Submitted to: Annual Scientific Meeting NAASO, The Obesity Society
Publication Type: Abstract Only
Publication Acceptance Date: 4/13/2012
Publication Date: 9/21/2012
Citation: McFarlin, B.K., Johnston, C.A., Moreno, J.P., Breslin, W.L., Foreyt, J.P. 2012. Obese, Mexican-American children have elevated non-traditional metabolic risk factors [abstract]. In: Proceedings of 30th Annual Scientific Meeting NAASO, The Obesity Society, September 20-24, 2012, San Antonio, Texas. p. s147.

Interpretive Summary:

Technical Abstract: There is a health disparity for obesity amongst Mexican-Americans compared to other race/ethnic groups. In particular Mexican-American children who are obese are likely to become obese adults. The purpose of this study was to examine traditional and non-traditional risk factors in a subset of Mexican-American children prior to their participation in a larger clinical weight loss study.
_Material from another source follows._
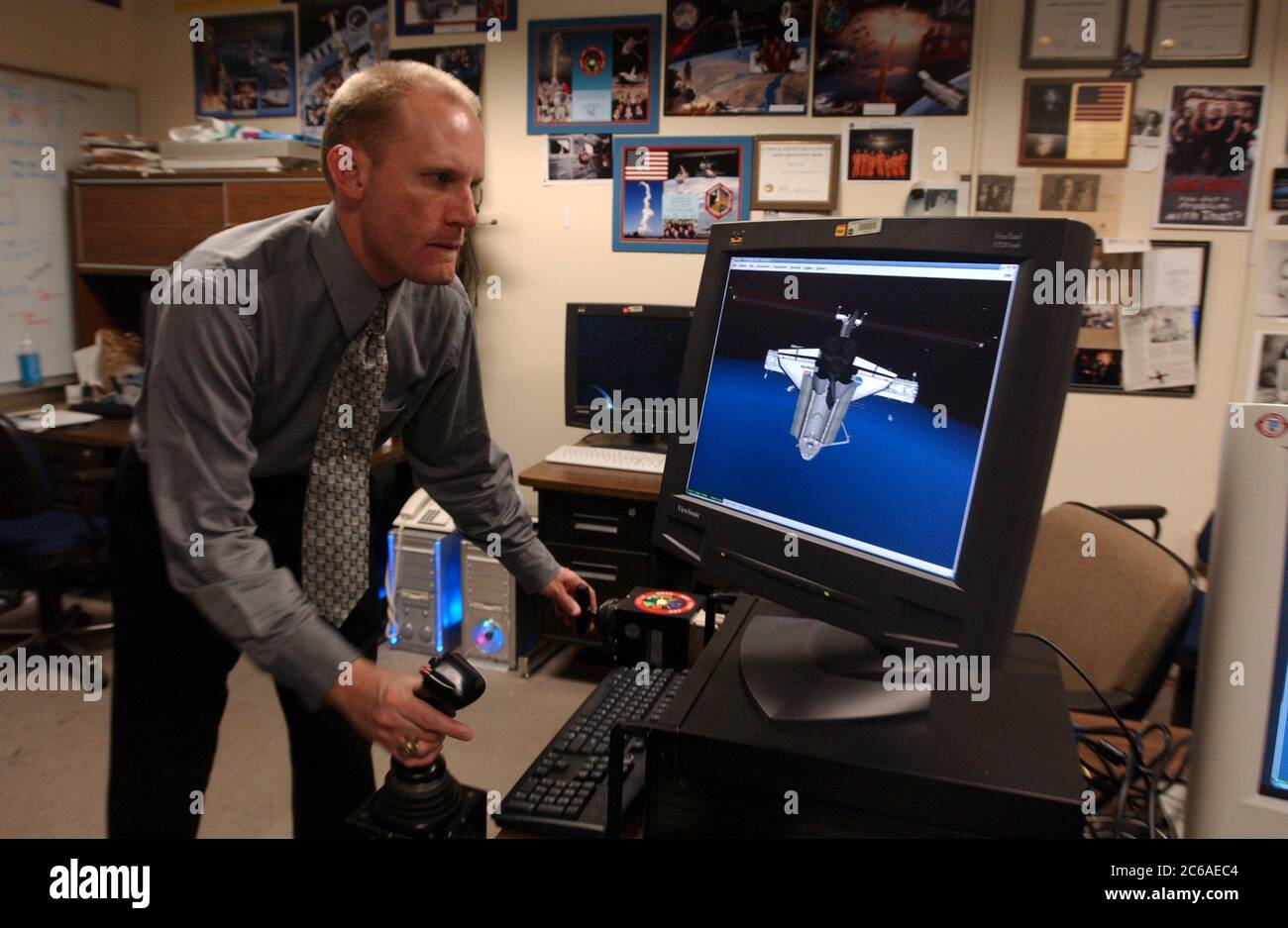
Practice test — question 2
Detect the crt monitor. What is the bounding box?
[564,302,693,451]
[654,213,1094,718]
Venous blood samples were collected from self-identified Mexican-American children (12-14y) who were assigned to one of three weight groups based on their zBMI; normal weight (N=66), overweight (N=23), or obese (N=39). Serum was analyzed for interleukin 6(IL-6), tumor necrosis factor alpha (TNF-a), C-peptide, Ghrelin, GIP, GLP-1, Glucagon, Insulin, Leptin, Macrophage Chemoattractant Protein 1 (MCP-1), and Pancreatic Polypeptide (PP) using a Luminex MagPix based assay (EMD Millipore). Total cholesterol, HDL cholesterol, triglycerides, and glucose were analyzed using enzymatic assays. Data were analyzed for significance using separate ANOVA tests, with significance set at P<0.05. Relative to normal weight and overweight, obese children had significantly elevated C-peptide (P<0.0001), insulin (P<0.0001), leptin (P<0.0001), MCP-1 (P=0.005), and TNF-a (P=0.006). There were no other differences for any of the other measured variables. The changes we observed are consistent with what our lab and others have previously reported. Collectively these findings indicate differences in plasma proteins that may relate to disease risk in Mexican-American children of differing body weight. More research is needed to determine how these variables may change in children who are actively attempting to reduce their zBMI.